In der Nähe des Bahnhofs Barnten prüfen die Behörden mögliche Manipulationen an abgestellten Güterwaggons. Mehrere leere Wagen sollen in der Nacht zum 3. Juni betroffen gewesen sein, doch genauere Details wurden bisher nicht bekannt gegeben. Die Polizei und Bundesermittler untersuchen zudem mögliche Zusammenhänge zwischen diesem Vorfall und anderen jüngeren Störungen in der Region, darunter ein Steinwurf auf ein Auto und ein Angriff durch einen unbekannten Mann.

In Neuss erlitt ein 16-jähriger Junge lebensgefährliche Verbrennungen, nachdem er angeblich einen schweren Stromschlag erlitten hatte, während er auf dem Dach einer S-Bahn mitfuhr. Die Bundespolizei geht von „S-Bahn-Surfen“ aus – einer lebensgefährlichen Praxis, bei der Personen auf fahrende Züge klettern – und warnt vor den tödlichen Risiken durch Oberleitungen. Der Jugendliche liegt weiterhin mit schweren Verletzungen im Krankenhaus.

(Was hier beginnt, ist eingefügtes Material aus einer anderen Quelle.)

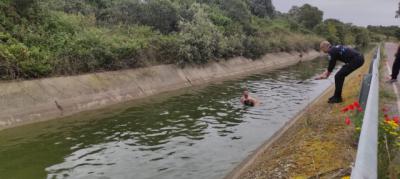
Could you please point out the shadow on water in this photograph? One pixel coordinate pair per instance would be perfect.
(193, 133)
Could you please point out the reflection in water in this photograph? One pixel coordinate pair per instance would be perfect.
(201, 133)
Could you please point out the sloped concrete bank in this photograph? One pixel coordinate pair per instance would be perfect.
(31, 101)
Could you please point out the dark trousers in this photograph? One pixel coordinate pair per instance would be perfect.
(344, 71)
(395, 68)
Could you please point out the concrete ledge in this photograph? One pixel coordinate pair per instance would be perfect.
(24, 102)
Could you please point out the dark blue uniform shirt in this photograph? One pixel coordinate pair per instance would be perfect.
(341, 53)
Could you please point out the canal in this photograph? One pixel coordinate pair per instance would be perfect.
(199, 132)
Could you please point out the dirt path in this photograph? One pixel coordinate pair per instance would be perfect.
(318, 145)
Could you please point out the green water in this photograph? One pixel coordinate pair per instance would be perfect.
(201, 132)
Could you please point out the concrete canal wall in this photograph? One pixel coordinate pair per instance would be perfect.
(23, 102)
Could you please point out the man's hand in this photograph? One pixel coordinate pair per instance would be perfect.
(324, 75)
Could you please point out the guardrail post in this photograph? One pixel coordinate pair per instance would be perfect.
(366, 165)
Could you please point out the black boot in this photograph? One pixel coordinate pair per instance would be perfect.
(335, 99)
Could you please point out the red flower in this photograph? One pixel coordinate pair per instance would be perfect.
(396, 119)
(387, 119)
(384, 109)
(348, 121)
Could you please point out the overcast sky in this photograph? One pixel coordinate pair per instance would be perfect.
(358, 12)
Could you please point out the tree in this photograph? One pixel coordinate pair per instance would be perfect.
(237, 10)
(306, 15)
(262, 8)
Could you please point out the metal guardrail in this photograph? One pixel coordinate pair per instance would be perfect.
(366, 165)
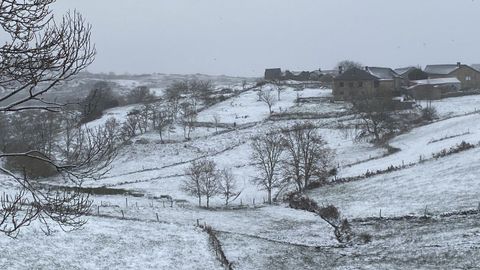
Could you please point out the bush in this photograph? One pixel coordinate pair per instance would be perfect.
(329, 212)
(100, 98)
(32, 167)
(365, 238)
(429, 114)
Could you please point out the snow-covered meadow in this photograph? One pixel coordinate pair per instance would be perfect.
(146, 232)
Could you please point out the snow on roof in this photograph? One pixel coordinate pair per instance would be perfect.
(355, 74)
(451, 80)
(382, 73)
(441, 69)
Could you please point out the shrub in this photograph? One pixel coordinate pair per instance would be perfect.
(429, 113)
(365, 238)
(32, 167)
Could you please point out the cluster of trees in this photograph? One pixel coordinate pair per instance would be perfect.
(374, 119)
(52, 138)
(102, 97)
(206, 180)
(38, 53)
(269, 97)
(295, 155)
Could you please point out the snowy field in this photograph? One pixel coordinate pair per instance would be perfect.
(124, 231)
(455, 106)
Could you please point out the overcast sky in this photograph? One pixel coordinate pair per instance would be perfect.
(243, 37)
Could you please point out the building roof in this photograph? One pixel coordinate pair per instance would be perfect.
(441, 69)
(382, 73)
(356, 74)
(438, 81)
(476, 67)
(403, 71)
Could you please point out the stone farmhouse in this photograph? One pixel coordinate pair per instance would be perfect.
(468, 76)
(369, 82)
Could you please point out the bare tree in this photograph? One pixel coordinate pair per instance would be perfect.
(373, 118)
(228, 185)
(140, 94)
(267, 155)
(163, 119)
(38, 55)
(202, 181)
(192, 185)
(209, 183)
(307, 155)
(268, 97)
(216, 120)
(348, 64)
(188, 118)
(244, 84)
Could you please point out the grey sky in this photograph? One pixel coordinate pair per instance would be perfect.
(242, 37)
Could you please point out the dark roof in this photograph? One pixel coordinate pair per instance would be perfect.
(383, 73)
(403, 71)
(356, 74)
(441, 69)
(476, 67)
(273, 73)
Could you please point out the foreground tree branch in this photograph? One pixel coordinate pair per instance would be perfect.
(39, 55)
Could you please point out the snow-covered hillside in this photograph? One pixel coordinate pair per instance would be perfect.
(148, 232)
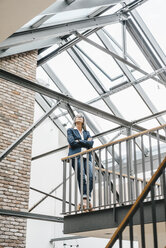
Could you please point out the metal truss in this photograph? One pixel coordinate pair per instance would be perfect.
(26, 215)
(117, 57)
(128, 74)
(30, 35)
(64, 90)
(160, 58)
(25, 47)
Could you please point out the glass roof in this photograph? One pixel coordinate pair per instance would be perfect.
(94, 77)
(87, 73)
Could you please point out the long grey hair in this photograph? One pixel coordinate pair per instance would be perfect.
(79, 115)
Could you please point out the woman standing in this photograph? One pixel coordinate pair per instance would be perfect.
(79, 140)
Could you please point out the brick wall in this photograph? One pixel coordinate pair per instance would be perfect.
(16, 115)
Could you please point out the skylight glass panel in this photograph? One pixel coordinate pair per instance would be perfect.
(71, 76)
(116, 32)
(70, 16)
(105, 61)
(150, 124)
(102, 105)
(130, 104)
(134, 51)
(101, 124)
(156, 93)
(43, 79)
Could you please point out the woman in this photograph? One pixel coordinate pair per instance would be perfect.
(79, 140)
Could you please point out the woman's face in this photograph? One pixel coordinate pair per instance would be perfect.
(79, 120)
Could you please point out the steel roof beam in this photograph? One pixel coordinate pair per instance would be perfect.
(25, 35)
(128, 74)
(145, 49)
(36, 44)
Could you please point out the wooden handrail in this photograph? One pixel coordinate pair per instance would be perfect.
(135, 206)
(114, 142)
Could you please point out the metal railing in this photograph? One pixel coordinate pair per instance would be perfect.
(138, 205)
(120, 173)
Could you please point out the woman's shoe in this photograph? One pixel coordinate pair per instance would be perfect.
(84, 207)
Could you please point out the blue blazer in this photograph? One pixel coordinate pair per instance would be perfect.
(76, 143)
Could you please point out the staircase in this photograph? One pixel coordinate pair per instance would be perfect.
(128, 188)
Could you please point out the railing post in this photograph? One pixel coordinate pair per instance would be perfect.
(64, 187)
(120, 178)
(87, 172)
(99, 178)
(94, 189)
(135, 167)
(114, 177)
(76, 184)
(81, 161)
(106, 165)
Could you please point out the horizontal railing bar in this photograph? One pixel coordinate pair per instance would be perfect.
(135, 206)
(112, 205)
(115, 142)
(124, 175)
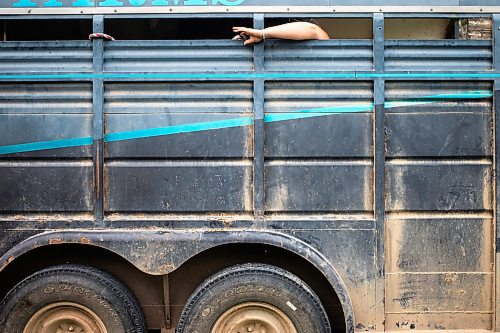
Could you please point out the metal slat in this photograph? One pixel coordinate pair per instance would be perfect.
(438, 55)
(331, 55)
(177, 56)
(43, 57)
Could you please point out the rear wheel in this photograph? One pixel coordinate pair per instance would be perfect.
(253, 298)
(71, 298)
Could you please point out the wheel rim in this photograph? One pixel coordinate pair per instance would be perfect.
(65, 317)
(254, 317)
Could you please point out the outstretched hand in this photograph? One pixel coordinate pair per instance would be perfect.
(249, 35)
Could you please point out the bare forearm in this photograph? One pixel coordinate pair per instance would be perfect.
(293, 30)
(296, 31)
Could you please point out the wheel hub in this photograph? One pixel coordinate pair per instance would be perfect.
(254, 317)
(65, 318)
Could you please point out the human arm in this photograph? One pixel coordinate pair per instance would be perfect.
(292, 30)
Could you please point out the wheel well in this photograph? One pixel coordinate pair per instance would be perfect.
(147, 288)
(193, 272)
(182, 281)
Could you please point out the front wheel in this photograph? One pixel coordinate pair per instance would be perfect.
(253, 298)
(71, 298)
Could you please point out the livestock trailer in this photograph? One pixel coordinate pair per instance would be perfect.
(175, 180)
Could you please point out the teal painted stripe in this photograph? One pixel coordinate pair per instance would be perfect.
(228, 123)
(243, 76)
(176, 129)
(43, 145)
(318, 112)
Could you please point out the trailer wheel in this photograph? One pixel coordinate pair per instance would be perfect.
(253, 298)
(71, 298)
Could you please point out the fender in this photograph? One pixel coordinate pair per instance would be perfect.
(171, 248)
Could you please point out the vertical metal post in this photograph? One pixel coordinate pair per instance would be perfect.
(379, 167)
(496, 107)
(259, 129)
(166, 300)
(98, 119)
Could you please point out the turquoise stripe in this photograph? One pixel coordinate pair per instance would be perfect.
(318, 112)
(243, 76)
(236, 122)
(43, 145)
(186, 128)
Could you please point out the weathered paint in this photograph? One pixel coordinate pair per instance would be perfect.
(318, 144)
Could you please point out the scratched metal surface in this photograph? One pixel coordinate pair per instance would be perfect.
(319, 176)
(46, 57)
(439, 201)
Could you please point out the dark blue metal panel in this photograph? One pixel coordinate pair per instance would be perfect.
(259, 127)
(46, 186)
(319, 187)
(444, 186)
(310, 56)
(45, 57)
(177, 56)
(182, 98)
(183, 187)
(438, 55)
(221, 143)
(436, 242)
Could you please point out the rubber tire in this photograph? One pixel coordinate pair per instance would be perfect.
(101, 292)
(253, 283)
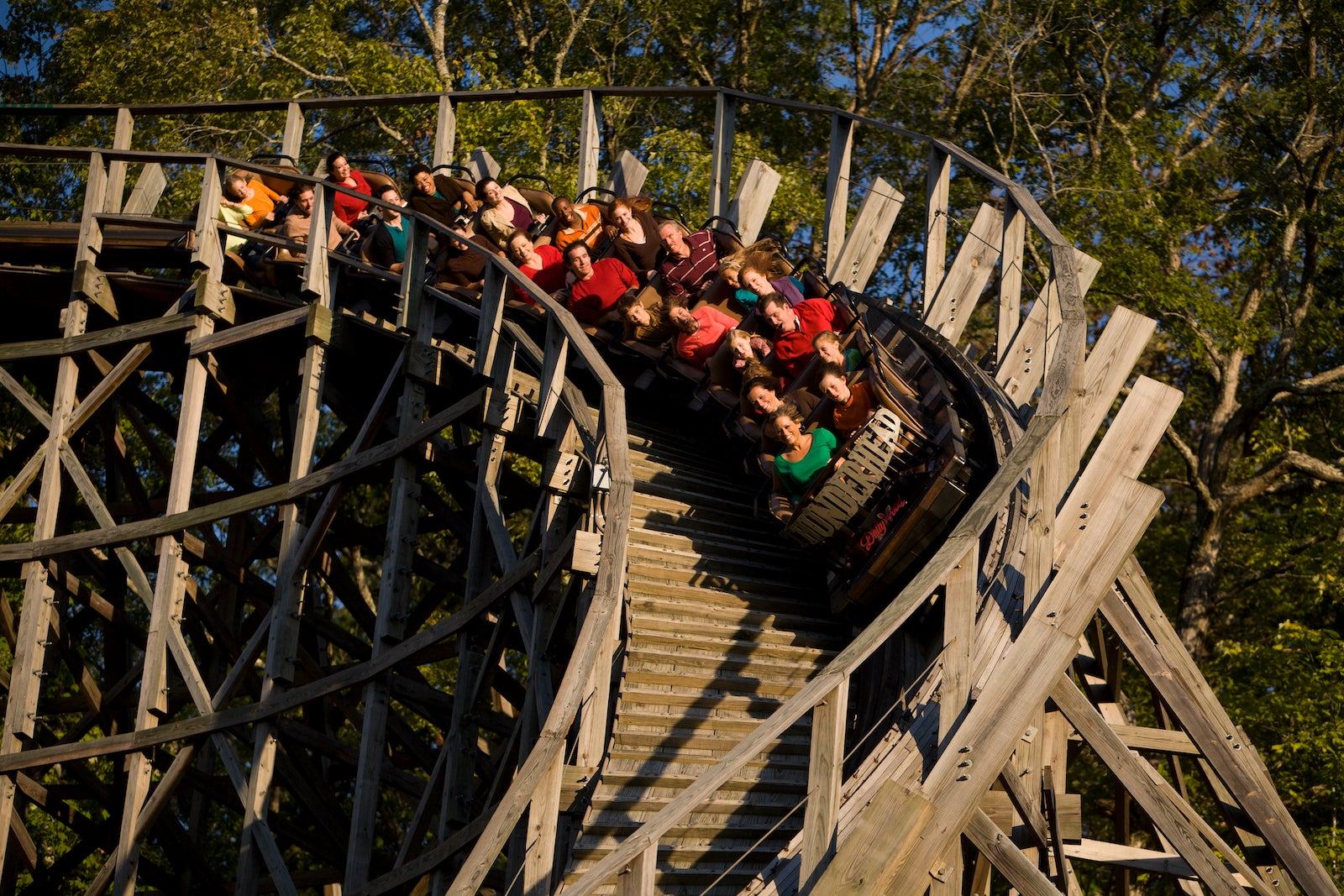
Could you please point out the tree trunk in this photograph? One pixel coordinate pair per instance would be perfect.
(1198, 593)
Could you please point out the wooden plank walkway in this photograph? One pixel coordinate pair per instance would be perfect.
(726, 622)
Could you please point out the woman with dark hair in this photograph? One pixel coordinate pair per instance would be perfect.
(636, 239)
(428, 196)
(349, 208)
(806, 454)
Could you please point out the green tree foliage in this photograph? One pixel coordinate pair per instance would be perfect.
(1189, 144)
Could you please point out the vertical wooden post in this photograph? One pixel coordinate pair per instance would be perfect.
(291, 579)
(591, 136)
(1010, 277)
(483, 164)
(958, 641)
(37, 613)
(936, 222)
(628, 175)
(492, 317)
(638, 879)
(445, 132)
(721, 172)
(394, 589)
(858, 258)
(539, 862)
(170, 584)
(837, 190)
(826, 768)
(292, 143)
(118, 170)
(752, 202)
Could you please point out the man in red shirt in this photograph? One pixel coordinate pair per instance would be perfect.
(795, 328)
(702, 332)
(597, 285)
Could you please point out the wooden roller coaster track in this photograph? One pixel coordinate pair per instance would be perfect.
(429, 600)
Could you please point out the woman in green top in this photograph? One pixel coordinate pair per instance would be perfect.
(806, 454)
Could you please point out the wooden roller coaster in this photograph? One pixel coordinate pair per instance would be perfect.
(344, 584)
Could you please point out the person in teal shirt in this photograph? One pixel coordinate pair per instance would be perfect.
(806, 456)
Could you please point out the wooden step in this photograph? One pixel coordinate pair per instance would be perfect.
(764, 638)
(721, 610)
(699, 644)
(706, 544)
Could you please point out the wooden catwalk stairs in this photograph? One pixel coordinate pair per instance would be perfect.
(726, 621)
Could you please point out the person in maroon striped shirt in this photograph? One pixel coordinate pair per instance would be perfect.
(691, 261)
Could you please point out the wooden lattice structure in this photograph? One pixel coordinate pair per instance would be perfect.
(320, 600)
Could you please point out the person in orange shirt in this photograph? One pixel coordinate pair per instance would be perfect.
(853, 405)
(575, 222)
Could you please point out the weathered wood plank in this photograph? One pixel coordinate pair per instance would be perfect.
(837, 188)
(591, 132)
(820, 824)
(862, 249)
(958, 293)
(752, 202)
(1160, 656)
(97, 340)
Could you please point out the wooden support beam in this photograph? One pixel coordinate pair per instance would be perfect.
(638, 878)
(539, 866)
(286, 613)
(1158, 652)
(1108, 367)
(752, 202)
(1010, 277)
(628, 175)
(1000, 851)
(481, 164)
(994, 726)
(826, 766)
(118, 170)
(1021, 365)
(38, 609)
(936, 223)
(591, 136)
(292, 141)
(170, 590)
(1124, 450)
(148, 190)
(837, 190)
(1158, 799)
(858, 257)
(445, 132)
(721, 164)
(960, 289)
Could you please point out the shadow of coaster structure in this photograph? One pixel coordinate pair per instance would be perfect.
(418, 598)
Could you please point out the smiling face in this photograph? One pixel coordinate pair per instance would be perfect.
(790, 430)
(780, 316)
(671, 237)
(756, 281)
(683, 318)
(519, 249)
(831, 354)
(835, 389)
(581, 262)
(638, 315)
(423, 183)
(763, 401)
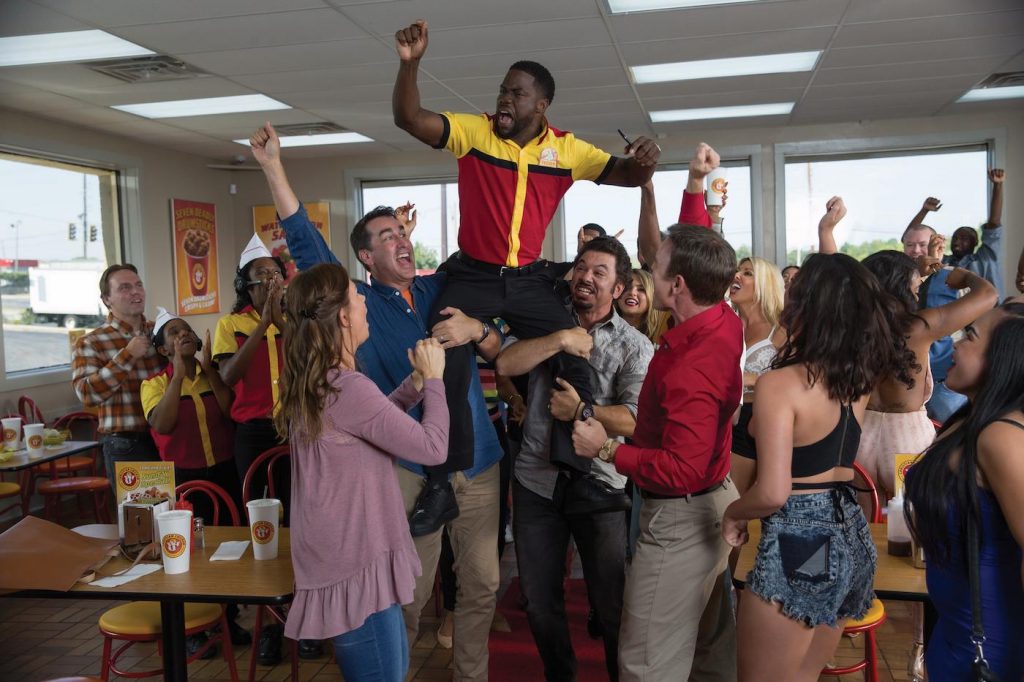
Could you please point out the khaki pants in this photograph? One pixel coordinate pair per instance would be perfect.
(679, 556)
(474, 543)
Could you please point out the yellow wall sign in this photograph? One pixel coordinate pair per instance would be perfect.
(265, 224)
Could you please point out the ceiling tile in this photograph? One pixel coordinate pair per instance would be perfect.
(213, 35)
(773, 42)
(129, 12)
(727, 20)
(939, 28)
(387, 17)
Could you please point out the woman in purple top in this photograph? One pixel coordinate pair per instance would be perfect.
(352, 554)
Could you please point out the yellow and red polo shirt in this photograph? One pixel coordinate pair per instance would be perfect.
(508, 194)
(204, 435)
(256, 392)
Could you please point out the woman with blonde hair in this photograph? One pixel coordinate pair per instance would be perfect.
(351, 551)
(635, 306)
(756, 295)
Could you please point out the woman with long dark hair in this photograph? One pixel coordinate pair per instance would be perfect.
(973, 475)
(352, 554)
(815, 563)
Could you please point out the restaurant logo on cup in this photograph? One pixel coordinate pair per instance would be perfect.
(129, 478)
(174, 545)
(263, 531)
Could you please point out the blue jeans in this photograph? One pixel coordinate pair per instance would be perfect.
(944, 402)
(377, 650)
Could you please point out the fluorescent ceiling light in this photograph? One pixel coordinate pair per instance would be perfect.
(316, 140)
(68, 46)
(624, 6)
(986, 94)
(780, 109)
(750, 66)
(207, 107)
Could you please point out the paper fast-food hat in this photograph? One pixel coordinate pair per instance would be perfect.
(163, 316)
(255, 249)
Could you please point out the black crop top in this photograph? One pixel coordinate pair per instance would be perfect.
(839, 449)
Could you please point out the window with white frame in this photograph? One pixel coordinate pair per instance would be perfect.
(59, 227)
(883, 192)
(436, 206)
(619, 208)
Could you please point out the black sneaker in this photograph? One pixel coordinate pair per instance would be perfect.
(195, 642)
(268, 652)
(310, 648)
(434, 508)
(594, 628)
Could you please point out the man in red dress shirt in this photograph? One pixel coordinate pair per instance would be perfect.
(679, 457)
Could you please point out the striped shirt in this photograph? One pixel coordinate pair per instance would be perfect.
(107, 377)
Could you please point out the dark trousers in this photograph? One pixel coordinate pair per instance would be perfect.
(542, 539)
(526, 300)
(252, 439)
(132, 446)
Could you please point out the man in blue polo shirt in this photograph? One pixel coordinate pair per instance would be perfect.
(397, 304)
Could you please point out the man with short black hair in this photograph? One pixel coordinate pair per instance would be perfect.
(109, 366)
(551, 505)
(679, 457)
(513, 170)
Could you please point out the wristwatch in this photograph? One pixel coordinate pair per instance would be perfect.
(607, 452)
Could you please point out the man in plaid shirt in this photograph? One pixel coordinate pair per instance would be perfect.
(110, 364)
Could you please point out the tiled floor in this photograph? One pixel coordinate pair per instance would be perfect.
(44, 639)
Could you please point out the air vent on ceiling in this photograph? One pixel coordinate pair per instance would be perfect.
(146, 70)
(1003, 80)
(314, 128)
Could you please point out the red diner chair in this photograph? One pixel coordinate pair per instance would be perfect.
(876, 614)
(267, 461)
(140, 621)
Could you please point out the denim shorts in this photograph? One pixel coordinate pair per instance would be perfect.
(816, 558)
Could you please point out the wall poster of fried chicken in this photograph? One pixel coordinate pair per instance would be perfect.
(195, 225)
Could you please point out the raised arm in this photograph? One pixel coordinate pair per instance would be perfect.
(835, 211)
(638, 166)
(931, 204)
(996, 175)
(266, 150)
(521, 356)
(945, 320)
(424, 125)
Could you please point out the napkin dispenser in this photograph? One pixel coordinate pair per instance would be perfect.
(139, 518)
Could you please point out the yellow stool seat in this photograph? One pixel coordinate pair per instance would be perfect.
(873, 614)
(142, 617)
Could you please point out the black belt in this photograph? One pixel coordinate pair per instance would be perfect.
(503, 270)
(131, 435)
(647, 495)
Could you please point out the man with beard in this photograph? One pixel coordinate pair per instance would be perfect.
(513, 170)
(549, 505)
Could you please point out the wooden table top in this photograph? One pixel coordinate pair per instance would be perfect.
(895, 578)
(19, 460)
(245, 581)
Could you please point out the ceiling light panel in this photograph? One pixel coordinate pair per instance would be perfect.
(749, 66)
(205, 107)
(67, 46)
(748, 111)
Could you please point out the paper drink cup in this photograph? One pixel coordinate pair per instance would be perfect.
(12, 432)
(175, 537)
(34, 439)
(716, 186)
(263, 515)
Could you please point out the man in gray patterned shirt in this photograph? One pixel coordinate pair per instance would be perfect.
(550, 504)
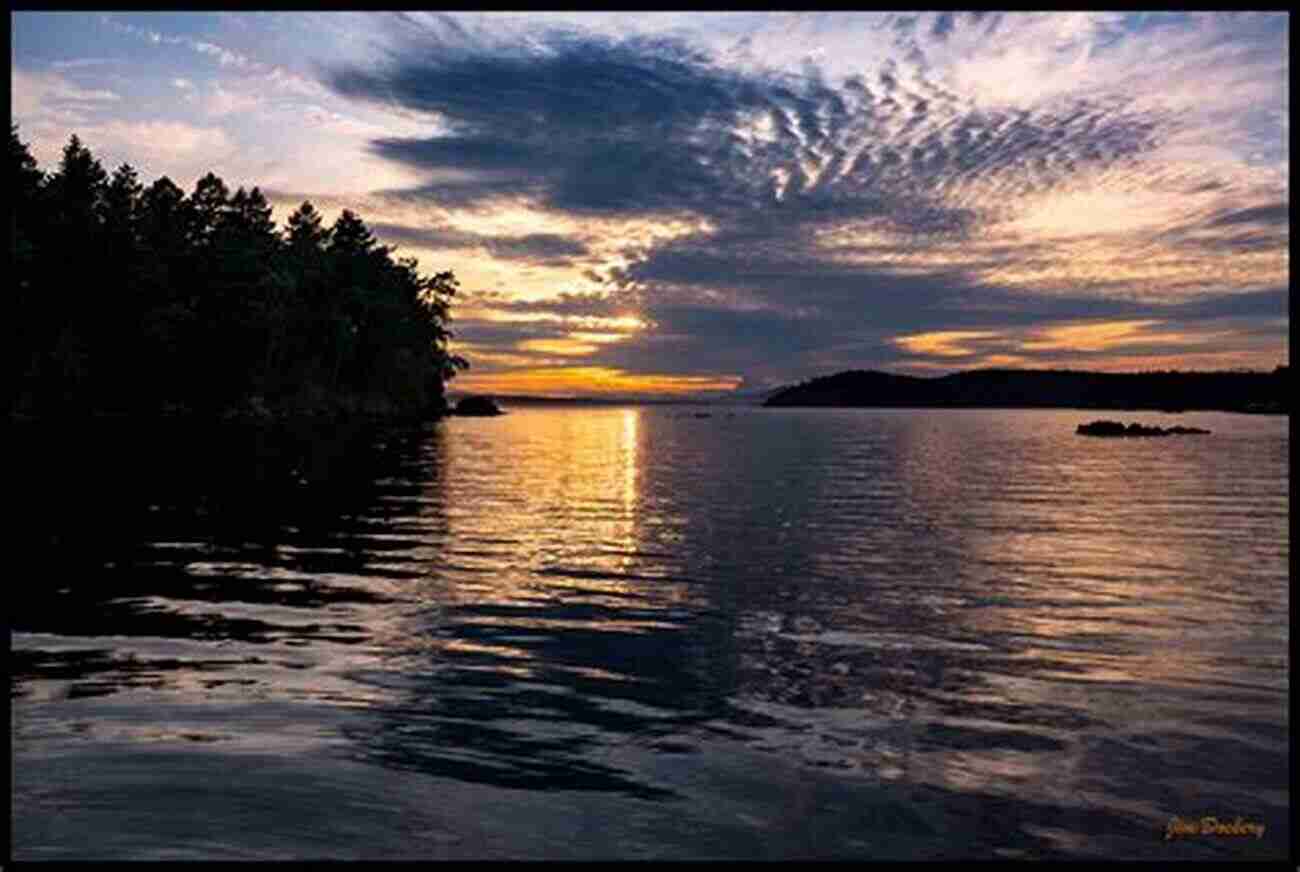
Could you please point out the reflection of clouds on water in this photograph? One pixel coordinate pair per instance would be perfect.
(619, 603)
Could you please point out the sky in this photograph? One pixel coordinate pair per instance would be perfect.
(700, 203)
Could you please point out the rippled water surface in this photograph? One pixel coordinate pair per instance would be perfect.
(646, 633)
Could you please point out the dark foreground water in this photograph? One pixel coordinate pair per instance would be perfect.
(642, 633)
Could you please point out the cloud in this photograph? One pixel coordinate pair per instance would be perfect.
(901, 190)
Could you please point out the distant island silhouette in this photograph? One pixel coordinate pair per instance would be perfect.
(1170, 391)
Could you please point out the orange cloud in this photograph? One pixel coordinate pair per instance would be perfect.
(562, 347)
(943, 343)
(567, 381)
(1099, 335)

Die Vorfälle haben zu mehreren laufenden Ermittlungen geführt. Die Behörden appellieren an die Bevölkerung, im Umgang mit Bahnanlagen besonders vorsichtig und aufmerksam zu sein. Im Fall Ellwangen wurde bereits Anklage erhoben, während nach dem Unfall in Neuss erneut vor leichtsinnigem Verhalten in der Nähe von Zügen gewarnt wurde. Die Polizei sammelt weiterhin Beweise sowohl im Frankfurter Unfallfall als auch im Zusammenhang mit den Manipulationen in Barnten.